Manganese sorption model

One-dimensional (1D) transport of manganese in an aquifer, assuming neglectable dispersion, can be described with the advection-reaction equation:

$$\frac{\partial \left[{M}{{n}}^{2+}\right]}{\partial t}=\pm \sum\nolimits_{i=1}^n{P}_i-v\frac{\partial \left[{M}{{n}}^{2+}\right]}{\partial x}-S$$
(2)

where [Mn2+] is the manganese concentration, t is time, x is distance from the riverbank in the flow direction, Pi is the rate of chemical precipitation/dissolution reaction involving manganese, v is the average groundwater flow velocity and S is the rate of manganese adsorption.

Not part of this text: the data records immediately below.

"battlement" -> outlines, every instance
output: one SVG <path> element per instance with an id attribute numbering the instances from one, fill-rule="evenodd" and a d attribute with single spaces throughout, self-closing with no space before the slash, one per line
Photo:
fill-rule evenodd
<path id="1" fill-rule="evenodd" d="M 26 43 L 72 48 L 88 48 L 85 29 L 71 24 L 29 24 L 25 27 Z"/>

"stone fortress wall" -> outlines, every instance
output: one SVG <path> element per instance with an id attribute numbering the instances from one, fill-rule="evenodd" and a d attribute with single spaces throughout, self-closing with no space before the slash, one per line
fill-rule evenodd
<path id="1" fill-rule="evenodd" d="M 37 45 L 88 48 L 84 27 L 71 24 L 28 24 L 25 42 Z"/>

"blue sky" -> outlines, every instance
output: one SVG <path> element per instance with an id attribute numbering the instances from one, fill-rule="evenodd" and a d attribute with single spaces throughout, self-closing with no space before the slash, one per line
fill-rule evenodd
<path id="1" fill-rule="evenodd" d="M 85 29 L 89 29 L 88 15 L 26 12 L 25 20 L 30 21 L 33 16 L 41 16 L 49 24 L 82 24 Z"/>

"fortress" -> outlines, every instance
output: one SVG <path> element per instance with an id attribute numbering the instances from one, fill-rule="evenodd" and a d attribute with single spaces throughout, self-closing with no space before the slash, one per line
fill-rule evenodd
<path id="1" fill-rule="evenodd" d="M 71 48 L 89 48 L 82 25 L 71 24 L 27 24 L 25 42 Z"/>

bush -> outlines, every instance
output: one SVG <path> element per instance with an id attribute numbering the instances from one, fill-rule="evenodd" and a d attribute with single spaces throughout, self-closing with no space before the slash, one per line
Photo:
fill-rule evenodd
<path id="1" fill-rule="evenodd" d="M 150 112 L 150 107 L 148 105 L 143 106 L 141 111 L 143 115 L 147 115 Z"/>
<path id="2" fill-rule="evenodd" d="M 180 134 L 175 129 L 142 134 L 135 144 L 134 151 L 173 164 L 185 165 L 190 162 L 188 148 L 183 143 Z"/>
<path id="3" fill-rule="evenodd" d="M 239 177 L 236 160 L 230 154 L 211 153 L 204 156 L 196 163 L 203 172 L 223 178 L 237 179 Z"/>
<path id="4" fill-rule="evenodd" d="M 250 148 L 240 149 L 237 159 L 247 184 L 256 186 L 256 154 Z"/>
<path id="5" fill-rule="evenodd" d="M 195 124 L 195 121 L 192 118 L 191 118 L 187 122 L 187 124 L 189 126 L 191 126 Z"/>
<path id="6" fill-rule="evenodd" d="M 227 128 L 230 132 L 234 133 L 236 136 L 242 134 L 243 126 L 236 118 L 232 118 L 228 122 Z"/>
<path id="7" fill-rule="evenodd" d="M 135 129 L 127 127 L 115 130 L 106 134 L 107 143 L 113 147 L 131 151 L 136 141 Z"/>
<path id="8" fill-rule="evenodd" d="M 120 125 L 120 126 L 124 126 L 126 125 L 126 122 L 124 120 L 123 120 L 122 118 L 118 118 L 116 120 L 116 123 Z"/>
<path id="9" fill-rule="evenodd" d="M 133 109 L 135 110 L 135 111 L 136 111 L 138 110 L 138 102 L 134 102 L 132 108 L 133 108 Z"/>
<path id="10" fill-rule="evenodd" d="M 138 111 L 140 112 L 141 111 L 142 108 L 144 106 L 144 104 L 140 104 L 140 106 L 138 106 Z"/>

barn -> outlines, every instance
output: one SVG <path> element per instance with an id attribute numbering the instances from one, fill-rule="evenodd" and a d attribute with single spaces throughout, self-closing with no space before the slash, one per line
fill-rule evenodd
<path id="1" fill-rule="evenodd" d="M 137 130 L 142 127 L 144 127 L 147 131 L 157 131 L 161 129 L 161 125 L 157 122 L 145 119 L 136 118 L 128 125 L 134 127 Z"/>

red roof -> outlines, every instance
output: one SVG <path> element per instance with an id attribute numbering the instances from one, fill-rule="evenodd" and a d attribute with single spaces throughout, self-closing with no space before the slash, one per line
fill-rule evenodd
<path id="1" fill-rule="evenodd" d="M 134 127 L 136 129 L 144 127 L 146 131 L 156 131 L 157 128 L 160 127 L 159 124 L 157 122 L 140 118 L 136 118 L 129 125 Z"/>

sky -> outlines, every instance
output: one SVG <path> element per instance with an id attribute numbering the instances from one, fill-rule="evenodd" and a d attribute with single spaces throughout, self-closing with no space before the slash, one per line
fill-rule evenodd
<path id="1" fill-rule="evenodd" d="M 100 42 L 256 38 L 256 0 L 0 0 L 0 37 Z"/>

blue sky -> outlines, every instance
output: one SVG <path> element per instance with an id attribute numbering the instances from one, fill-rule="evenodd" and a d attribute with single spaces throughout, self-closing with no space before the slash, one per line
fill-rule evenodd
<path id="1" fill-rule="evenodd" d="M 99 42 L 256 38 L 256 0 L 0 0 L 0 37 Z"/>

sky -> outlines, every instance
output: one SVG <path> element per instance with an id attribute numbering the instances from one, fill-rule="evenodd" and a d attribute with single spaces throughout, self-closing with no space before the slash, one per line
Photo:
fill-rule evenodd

Adsorption and desorption of dissolved ions (ion exchange) occur instantaneously and can be treated as equilibrium processes if the flow rate is slow enough and if there are no stagnant zones in the porous medium (Appelo and Postma 2005). The groundwater flow velocity at Ringerike is relatively high (v = 2.5 m/day, Vestland 2012), but comparable to the flow velocity (v = 1.5 m/day) in the Dan Region, Israel, where ion exchange equilibrium was assumed for a similar transport model (Oren et al. 2007). The ion exchange equilibrium assumption facilitates relating the change in dissolved concentration with time (\(\frac{\partial \left[{M}{{n}}^{2+}\right]}{\partial t}\)) to the adsorption rate S with a manganese distribution coefficient Kd (Appelo and Postma 2005):

$$S={K}_{{d}}\bullet \frac{\partial \left[{M}{{n}}^{2+}\right]}{\partial t}$$
(3)

Equation 2 can be further simplified by assuming that reductive dissolution of manganese oxides only occurs near the riverbank (i.e., at x = 0), and that no other manganese precipitation/dissolution reaction occurs in the aquifer. Inserting Eq. (3) into Eq. (2), combined with mathematical manipulation and the definition of retardation from Eq. (1), yields the sorption retardation equation (Appelo and Postma 2005):

$${R}_{{sorp}}=1+{K}_{{d}}\ \left(0<x\le L\right)$$
(4)

where L (~500 m) is the length from the recharge area to the production well area. Kd depends on the total cation exchange capacity (CEC) of the aquifer sediments, and the composition of cations in solution and their relative tendency to ion exchange for each other:

$${K}_{{d}}=\frac{\beta_{{Mn}}\cdot {CEC}}{\left[{M}{{n}}^{2+}\right]}$$
(5)

where βMn is the proportion of sorption sites taken up by manganese. Under circum-neutral pH conditions, the CEC primarily depends on the organic matter and clay (<2 μm) concentration of the aquifer matrix (Breeuwsma et al. 1986, in Appelo and Postma 2005):

$$\mathrm{CEC}\ \left(\frac{\mathrm{{meq}}}{100\mathrm{\ {g}\ {dry}\ {soil}}}\right)=0.7\bullet \left(\mathrm{wt}.-\mathrm{\%{clay}}\right)+3.5\bullet \left(\mathrm{wt}.-\mathrm{\%{organic}\ {carbon}}\right)$$
(6)

Grain-size distributions from 40 test drillings in the Kilemoen aquifer demonstrated 39 drillings with no clay, and one with ~10% clay content (Klemetsrud 1985; Skarphagen 1982). The mean ± 2 × standard deviations clay content was approximated to 0.25±0.25%, since the clay did not appear to be normally distributed. The organic carbon content was not measured in any of the sediment samples from Kilemoen. However, two sediment samples from a glaciofluvial aquifer (Gardermoen, ~50 km direct distance away) of the same age as Kilemoen contained 0.17 and 0.21% (0.19±0.06%) organic carbon (Woyessa 2012). These values, together with an effective porosity n = 20% (Vestland 2012) and bulk dry aquifer density ρb = 2.12 g/cm3 (i.e., assuming an aquifer matrix consisting of pure quartz), were used to estimate CEC = 0.089±0.029 eq/L water. The estimated CEC, together with measured [Mn2+] and βMn calculated from cation concentrations in PW1–PW3, were used to calculate Kd (Eq. 5) and Rsorp (Eq. 4). See section S1 in the electronic supplementary material (ESM) for calculation of βMn and detailed deduction of equations.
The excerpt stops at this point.